And Ben Bernanke himself said in 1988 that quantitative easing doesn’t work. As Ed Yardley notes:

Two economists, Seth B. Carpenter and Selva Demiralp, recently posted a discussion paper on the Federal Reserve Board’s website, titled “Money, Reserves, and the Transmission of Monetary Policy: Does the Money Multiplier Exist?” [Here's the link.] [The study states:] “In the absence of a multiplier, open market operations, which simply change reserve balances, do not directly affect lending behavior at the aggregate level. Put differently, if the quantity of reserves is relevant for the transmission of monetary policy, a different mechanism must be found. The argument against the textbook money multiplier is not new. For example, Bernanke and Blinder (1988) and Kashyap and Stein (1995) note that the bank lending channel is not operative if banks have access to external sources of funding. The appendix illustrates these relationships with a simple model. This paper provides institutional and empirical evidence that the money multiplier and the associated narrow bank lending channel are not relevant for analyzing the United States.”

Did you catch that? Bernanke knew back in 1988 that quantitative easing doesn’t work. Yet, in recent years, he has been one of the biggest proponents of the notion that if all else fails to revive economic growth and avert deflation, QE will work.

Indeed, Fed policy itself has killed the money multiplier by paying interest on excess reserves. And a large percentage of the bailout money went to foreign banks (and see this).

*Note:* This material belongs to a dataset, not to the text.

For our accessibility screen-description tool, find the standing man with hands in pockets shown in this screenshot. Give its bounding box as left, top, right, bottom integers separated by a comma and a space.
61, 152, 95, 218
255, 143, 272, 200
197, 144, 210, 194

And so did most of money from the second round of quantitative easing.

Forget Theory 
 What Do the Facts Show?

But let’s forget ivory the tower theories of either neo-Keynesians like Krugman or Austrians 
 and look at the evidence.

Initially:

[The] Treasury Department encouraged banks to use the bailout money to buy their competitors, and pushed through an amendment to the tax laws which rewards mergers in the banking industry.

Similarly, former Secretary of Labor Robert Reich points out that quantitative easing won’t help the economy, but will simply fuel a new round of mergers and acquisitions:

A debate is being played out in the Fed about whether it should return to so-called “quantitative easing” — buying more mortgage-backed securities, Treasury bills, and other bonds — in order to lower the cost of capital still further.